UMass Memorial spokesman Anthony Berry said that the healthcare network’s response will emphasize the psychiatric beds set to open in the region, including 16 through Harrington HealthCare in Webster, 102 beds at TaraVista at Devens in Ayer which has 14 beds reserved for UMass Memorial, and 150 new beds in Westborough. UMass Memorial President and CEO Eric Dickson wrote about the issue on his blog, Everyday Innovators. 

UMass Memorial has 14 days to respond to DPH. 

“We respect and appreciate the important feedback provided by the public during this essential services process and remain committed to caring for the healthcare needs of all those in our region,” Berry said in a statement.

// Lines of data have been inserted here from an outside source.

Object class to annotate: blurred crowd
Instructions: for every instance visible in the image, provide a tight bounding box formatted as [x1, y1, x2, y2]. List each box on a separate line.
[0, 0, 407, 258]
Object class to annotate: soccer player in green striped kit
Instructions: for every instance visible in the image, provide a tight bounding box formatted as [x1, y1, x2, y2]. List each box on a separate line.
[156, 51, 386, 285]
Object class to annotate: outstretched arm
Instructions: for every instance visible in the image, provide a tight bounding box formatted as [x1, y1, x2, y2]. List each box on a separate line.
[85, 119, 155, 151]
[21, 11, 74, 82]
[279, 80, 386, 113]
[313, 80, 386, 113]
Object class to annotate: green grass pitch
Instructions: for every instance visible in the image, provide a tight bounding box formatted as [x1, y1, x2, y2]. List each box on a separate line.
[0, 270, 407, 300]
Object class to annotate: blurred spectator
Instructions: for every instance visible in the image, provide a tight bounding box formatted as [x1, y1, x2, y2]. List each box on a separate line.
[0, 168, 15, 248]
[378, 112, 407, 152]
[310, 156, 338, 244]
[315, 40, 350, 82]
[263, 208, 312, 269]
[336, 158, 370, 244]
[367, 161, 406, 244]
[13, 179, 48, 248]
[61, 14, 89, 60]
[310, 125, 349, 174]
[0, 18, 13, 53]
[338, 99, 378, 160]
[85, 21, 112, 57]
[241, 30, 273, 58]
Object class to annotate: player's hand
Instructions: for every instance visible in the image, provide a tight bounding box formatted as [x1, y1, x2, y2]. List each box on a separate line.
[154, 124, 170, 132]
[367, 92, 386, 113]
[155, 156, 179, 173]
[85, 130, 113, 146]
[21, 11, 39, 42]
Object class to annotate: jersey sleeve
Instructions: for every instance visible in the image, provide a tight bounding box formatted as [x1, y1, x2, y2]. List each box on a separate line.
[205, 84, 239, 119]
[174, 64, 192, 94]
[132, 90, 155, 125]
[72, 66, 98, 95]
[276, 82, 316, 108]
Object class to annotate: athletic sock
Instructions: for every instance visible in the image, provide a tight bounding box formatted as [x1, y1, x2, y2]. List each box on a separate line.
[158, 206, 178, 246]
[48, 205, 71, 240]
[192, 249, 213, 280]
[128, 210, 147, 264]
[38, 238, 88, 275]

According to a press release from the Massachusetts Nurses Association, which opposed the bed closures, DPH based its findings partly on testimony from a public hearing in March, where several mental health advocates, caregivers, former patients, elected officials and community members expressed concern that eliminating the beds could cause problems.

The nurses association said the psychiatric unit is nearly always full and some patients have to stay in the emergency department for days while they wait for services.